Casi todos los relatos reunidos en Instante en Lucio Fontana tiene la potencia suficiente para convertirse en novelas, pero obviamente al autor no le ha interesado este camino, porque su interés más central t definitorio no está ni en las tramas ni en los personajes ni en las psicologías ni en ninguno de los adminículos damasquinados de la tradición novelística. Si Francisco León eligió esa retórica de la ironía es, por supuesto, porque lo que le interesa fundamentalmente es el lenguaje y la ironía suprema consiste en saber que son las palabras las que ocultan los que dicen.

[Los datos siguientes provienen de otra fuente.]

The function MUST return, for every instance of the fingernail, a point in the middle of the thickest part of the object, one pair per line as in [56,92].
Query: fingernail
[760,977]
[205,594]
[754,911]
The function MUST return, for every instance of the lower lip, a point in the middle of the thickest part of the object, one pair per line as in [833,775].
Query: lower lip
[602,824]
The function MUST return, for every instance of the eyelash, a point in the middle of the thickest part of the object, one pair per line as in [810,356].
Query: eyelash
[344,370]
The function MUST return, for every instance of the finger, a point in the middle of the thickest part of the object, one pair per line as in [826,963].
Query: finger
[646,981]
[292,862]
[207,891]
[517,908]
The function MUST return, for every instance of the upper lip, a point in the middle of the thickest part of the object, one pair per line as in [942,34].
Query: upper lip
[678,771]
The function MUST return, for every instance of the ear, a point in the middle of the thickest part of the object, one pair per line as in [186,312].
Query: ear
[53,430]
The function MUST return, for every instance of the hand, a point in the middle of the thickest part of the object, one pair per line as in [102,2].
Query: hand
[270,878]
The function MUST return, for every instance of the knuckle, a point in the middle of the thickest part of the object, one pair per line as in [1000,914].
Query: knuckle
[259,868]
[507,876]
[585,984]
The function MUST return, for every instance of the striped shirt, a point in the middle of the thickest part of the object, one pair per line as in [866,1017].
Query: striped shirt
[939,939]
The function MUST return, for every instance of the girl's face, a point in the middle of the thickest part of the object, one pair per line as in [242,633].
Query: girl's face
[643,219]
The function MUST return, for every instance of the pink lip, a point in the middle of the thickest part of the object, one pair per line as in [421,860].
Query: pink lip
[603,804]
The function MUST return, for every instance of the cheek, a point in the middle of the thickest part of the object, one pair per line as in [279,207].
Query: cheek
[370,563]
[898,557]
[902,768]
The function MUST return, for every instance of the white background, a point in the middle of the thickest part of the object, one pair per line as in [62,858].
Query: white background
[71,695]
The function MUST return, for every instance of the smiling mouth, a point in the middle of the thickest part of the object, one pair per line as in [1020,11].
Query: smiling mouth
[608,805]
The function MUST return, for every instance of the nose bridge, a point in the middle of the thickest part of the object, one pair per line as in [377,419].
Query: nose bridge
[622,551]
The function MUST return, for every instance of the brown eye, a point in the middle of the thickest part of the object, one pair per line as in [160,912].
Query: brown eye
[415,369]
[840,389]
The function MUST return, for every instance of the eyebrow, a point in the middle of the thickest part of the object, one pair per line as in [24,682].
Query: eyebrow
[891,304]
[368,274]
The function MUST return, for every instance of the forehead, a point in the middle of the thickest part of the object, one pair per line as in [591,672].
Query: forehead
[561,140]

Es la exploración del lenguaje (a veces en un ejercicio casi caricaturesco, otras optando por una vía alucinatoria) donde más brilla el talento del autor y el sentido último de este magnífico ejercicio escritural. No hallarán ustedes en Instante en Lucio Fontana ni la más tenue sombra de costumbrismo terruñero, ni de chismografía paisajística, ni de distracciones de un barroquismo de corta y pega, ni espacios espirituales en recintos telúricos que pudieran interesar a la Dirección General de Cultura del Gobierno de Canarias, sino un libro de relatos inteligente y lúcido, cortante como un cuchillo y extrañamente plácido, divertido y desolador, hipnótico e inmediato. Unos cuentos para disfrutar aprendiendo a disfrutarlos. Muchas gracias, Francisco León, por esta oportunidad para charlar, y muchas gracias por su presencia a todos ustedes.